Arithmetic code: from interval to code value

Question

I've not clear how to pass from final interval to code value, for example:

Suppose we have the set of symbols={0,1,2,3} with probability={0.2, 0.5, 0.2 , 0.1} and that we have to encode a source S={2,1,0,0,1,3};

After the encoding process we'll have an interval $[ 0.7426, 0.7428 ) $.

Now the final step is to find the shortest representation to transmit and in the book the chosen value is 0.10111110001 = 0.74267578125.

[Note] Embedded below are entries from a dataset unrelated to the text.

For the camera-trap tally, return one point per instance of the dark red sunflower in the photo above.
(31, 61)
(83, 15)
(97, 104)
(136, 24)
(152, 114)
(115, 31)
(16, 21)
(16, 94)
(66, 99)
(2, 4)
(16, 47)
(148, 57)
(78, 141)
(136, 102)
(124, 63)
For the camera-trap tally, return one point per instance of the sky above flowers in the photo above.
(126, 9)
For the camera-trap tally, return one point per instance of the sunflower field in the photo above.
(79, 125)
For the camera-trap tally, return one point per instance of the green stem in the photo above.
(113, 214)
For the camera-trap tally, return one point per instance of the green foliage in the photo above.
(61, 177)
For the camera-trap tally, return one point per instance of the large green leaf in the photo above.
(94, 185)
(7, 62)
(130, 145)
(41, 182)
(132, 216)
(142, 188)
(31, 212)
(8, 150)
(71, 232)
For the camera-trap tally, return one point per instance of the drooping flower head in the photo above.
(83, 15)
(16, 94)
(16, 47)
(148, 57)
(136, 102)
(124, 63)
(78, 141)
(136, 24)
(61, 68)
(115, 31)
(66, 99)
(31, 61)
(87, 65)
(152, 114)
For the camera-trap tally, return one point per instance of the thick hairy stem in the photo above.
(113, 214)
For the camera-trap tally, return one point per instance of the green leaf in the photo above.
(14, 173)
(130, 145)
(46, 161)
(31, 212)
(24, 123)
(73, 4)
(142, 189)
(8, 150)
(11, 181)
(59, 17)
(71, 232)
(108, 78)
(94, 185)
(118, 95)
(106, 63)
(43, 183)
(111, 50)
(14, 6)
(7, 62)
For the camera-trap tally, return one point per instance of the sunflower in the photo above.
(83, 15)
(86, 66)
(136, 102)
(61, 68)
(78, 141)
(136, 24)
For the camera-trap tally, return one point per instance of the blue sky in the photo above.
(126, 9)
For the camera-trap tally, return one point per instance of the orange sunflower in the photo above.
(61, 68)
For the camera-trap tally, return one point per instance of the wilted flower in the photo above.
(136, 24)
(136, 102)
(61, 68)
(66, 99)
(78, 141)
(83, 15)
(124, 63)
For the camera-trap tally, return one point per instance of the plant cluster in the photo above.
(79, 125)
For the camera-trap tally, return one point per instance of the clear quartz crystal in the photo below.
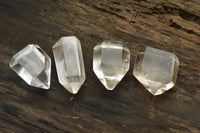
(69, 63)
(111, 62)
(33, 65)
(156, 70)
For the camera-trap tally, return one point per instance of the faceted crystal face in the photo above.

How is it possible to calculate the shortest representation and the code value to transmit having the final interval?

Answer 1

You transmit the bit pattern of the left(smaller) end, until you either run out of bits or you find a difference of the left and the right (bigger) number. The first difference will have a 0 on the left side, and a 1 on the right side. If this 1 is not the last bit on the right side, you transmit this 1 and you are done, you transmitted the shorted number from within the interval.

a=0011001100
b=0011010010
->001101

If this 1 is the last bit you cannot transmit it directly, because then you would send exactly the right end which is not within the interval. In this case you have to continue sending bits from the left side, until you hit the next 0. Here you transmit a 1, and you are done.

a=00110010101
b=00110011000
->0011001011

Answer 2

One method that comes to mind is computing in tandem the next value (in lexicographic order), and storing enough bits to separate the two. This doesn't incur double computation, since most of the time carry lasts only for the few last symbols.